Joe paused. “Why didn’t you tell me that before?”
“I never really thought about it,” Nate said, shrugging. “You told me you saw April in the first trailer that burned down. I knew they had kids in that camp besides her, so why would I assume she was one of them on that snowmobile?”
Joe conceded, took a sip.
“Now that I think about it,” Nate said, letting the sentence drift away.
“Yeah.”
“You feel guilty,” Nate said. “You’ve always felt guilty. That’s why you were crazy with rage and almost killed that FBI agent who fired the shot. It wasn’t about him-it was about you.”
Joe stared into his coffee cup, studied the film of oil on the top of the liquid. “What’s your point?”
Nate said, “It isn’t April out there. But you want it to be. You want to apologize and make things right. That’s how you are, Joe. You’re a good man.”
“Shut up, Nate,” Joe said wearily.
“I was there. You wanted to trust the system and the government. You wanted to believe the authorities would do the right thing. You never thought they’d fire and torch the Sovereign compound with all those people in it. You didn’t realize then that the scariest thing on earth is a bureaucrat with a gun.”
“Enough.”
“HOW’S ALICIA DOING with the new baby?” Joe asked after a long while. They’d both been silent, each with their own thoughts about that afternoon in the campground.
Alicia Whiteplume was Nate’s woman, a schoolteacher on the Wind River Indian Reservation, and the mention of her name produced a goofy, sloppy grin from Nate. Joe was still not used to seeing Nate’s face light up.
“Still smitten, I see,” Joe said.
“With both of them. I just don’t see them enough, you know?”
“Believe me, I know.”
“I hate having to hide out, Joe. I’m never turning myself in, but I hate hiding out. I’m starting to consider my options.”

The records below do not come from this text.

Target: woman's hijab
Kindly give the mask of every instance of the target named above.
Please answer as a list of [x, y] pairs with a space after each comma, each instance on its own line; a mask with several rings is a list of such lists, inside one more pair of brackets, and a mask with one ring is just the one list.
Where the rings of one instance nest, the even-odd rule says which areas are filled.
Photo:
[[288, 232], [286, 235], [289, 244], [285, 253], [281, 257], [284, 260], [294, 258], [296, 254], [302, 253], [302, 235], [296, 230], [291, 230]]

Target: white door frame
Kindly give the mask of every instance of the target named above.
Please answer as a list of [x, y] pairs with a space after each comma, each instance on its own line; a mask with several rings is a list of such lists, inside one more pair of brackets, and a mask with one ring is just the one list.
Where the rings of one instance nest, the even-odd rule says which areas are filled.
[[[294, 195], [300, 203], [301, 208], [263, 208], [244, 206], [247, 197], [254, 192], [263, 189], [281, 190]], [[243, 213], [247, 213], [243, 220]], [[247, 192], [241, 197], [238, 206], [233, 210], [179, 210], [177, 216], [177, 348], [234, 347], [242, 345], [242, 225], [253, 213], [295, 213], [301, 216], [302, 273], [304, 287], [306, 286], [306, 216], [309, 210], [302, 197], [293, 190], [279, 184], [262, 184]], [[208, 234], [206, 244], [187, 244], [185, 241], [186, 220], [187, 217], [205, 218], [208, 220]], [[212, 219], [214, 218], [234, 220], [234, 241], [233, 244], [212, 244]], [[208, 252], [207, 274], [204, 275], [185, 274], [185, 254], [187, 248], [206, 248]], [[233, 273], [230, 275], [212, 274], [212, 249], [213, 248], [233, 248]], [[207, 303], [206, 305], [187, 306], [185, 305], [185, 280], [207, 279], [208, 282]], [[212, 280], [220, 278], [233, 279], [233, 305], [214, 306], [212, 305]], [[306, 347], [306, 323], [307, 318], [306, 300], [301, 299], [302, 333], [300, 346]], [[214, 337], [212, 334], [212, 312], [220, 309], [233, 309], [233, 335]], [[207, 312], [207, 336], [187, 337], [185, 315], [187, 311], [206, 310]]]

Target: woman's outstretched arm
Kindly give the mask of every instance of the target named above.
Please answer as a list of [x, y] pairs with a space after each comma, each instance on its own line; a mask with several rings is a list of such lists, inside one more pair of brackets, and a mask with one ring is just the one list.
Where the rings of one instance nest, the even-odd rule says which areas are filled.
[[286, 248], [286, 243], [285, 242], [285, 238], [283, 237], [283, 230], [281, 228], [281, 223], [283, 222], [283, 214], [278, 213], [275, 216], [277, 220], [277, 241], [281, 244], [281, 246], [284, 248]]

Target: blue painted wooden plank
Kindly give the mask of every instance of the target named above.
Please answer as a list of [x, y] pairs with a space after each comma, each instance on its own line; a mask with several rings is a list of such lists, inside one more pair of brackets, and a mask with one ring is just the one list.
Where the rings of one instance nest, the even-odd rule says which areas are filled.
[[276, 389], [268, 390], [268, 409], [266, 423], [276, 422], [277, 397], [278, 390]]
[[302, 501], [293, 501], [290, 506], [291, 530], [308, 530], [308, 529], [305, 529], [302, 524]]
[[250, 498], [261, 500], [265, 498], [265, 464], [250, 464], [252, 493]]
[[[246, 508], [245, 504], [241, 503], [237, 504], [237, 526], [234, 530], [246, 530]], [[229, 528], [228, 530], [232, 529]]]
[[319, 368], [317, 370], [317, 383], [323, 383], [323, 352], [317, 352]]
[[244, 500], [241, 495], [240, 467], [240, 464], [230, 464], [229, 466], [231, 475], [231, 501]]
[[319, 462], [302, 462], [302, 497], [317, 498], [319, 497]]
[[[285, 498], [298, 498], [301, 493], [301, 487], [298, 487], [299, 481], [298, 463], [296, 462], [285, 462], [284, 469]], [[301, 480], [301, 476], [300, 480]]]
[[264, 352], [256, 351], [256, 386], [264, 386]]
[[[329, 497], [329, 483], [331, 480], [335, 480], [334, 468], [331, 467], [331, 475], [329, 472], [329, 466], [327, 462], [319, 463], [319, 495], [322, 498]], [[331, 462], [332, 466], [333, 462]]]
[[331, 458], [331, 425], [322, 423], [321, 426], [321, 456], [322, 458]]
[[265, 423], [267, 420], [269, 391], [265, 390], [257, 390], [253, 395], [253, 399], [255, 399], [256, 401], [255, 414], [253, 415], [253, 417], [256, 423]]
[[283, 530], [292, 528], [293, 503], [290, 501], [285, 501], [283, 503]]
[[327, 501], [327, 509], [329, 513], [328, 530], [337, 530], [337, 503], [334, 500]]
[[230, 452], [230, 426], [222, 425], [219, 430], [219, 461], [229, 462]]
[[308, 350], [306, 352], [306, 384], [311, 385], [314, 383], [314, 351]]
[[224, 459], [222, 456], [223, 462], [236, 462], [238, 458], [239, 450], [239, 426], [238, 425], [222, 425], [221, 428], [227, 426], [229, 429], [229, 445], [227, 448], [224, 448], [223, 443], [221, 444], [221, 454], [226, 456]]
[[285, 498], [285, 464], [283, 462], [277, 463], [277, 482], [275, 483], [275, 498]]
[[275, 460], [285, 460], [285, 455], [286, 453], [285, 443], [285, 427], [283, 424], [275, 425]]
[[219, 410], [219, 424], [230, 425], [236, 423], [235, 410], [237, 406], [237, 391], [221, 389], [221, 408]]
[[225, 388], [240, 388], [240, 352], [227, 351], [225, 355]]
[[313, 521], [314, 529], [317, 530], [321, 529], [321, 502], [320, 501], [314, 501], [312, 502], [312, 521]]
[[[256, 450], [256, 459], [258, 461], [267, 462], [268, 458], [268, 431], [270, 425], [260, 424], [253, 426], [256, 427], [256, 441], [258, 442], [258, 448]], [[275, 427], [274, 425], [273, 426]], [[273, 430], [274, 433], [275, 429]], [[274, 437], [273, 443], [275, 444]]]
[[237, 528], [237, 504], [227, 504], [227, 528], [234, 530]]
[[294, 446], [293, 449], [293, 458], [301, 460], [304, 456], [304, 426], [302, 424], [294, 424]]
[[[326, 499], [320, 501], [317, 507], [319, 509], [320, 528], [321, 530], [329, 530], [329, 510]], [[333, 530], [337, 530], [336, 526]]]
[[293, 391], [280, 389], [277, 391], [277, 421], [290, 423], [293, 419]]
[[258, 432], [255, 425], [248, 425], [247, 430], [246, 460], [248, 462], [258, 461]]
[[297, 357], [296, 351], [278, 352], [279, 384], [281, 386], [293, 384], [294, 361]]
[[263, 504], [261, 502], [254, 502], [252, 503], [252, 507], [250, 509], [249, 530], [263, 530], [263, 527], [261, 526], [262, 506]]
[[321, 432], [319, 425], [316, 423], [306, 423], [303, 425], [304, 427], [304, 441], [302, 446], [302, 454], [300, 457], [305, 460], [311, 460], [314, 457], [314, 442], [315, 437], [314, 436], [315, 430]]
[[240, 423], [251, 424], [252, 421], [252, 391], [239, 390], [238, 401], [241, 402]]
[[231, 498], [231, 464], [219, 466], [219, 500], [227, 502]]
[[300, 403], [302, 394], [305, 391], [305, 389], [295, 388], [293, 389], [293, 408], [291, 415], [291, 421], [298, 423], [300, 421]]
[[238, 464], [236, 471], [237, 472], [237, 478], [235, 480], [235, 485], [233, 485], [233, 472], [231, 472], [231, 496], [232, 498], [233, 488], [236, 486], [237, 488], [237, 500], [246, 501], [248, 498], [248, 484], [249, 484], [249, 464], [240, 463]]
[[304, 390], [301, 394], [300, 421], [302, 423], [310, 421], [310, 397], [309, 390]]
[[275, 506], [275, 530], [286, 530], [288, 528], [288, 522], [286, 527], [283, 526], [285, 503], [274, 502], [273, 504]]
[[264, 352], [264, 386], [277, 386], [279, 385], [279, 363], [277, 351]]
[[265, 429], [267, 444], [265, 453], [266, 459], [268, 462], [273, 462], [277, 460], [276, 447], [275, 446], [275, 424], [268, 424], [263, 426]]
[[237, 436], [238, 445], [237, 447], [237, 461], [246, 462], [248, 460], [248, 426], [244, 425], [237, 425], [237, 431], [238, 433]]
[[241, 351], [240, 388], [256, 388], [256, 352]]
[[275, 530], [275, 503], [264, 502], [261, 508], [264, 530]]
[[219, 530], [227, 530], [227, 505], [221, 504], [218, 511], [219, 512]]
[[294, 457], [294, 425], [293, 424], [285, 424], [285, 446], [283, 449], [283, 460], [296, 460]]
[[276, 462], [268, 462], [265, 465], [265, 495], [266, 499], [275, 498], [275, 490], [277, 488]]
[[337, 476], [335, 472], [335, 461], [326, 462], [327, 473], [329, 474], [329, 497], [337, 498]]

“You mean moving?” Joe didn’t blame him, but Nate was a part of him now and he’d saved Joe’s life more than once. And he was Sheridan’s master falconer.
“Either that,” Nate said, lowering his voice, speaking in his breathy Clint Eastwood cadence, “or taking out every damn one of them who is after me.”
Joe groaned. “Nate, you forget I’m a peace officer who took an oath. I take that oath seriously. You just can’t say things like that around me.”
Nate smiled. “Sorry, I forgot.” Then: “I’ve no plans yet. I won’t just vanish.”
“Good.”
“Because it sounds like you might need me on this one.”
Joe nodded.
“You want me to come with you now?”
“No, not yet. I’m going to be working closely with the people who want to throw you back into jail. You don’t want to be around. I don’t want you around.”
“But you’ll let me know if you need help.” It was a statement, not a question.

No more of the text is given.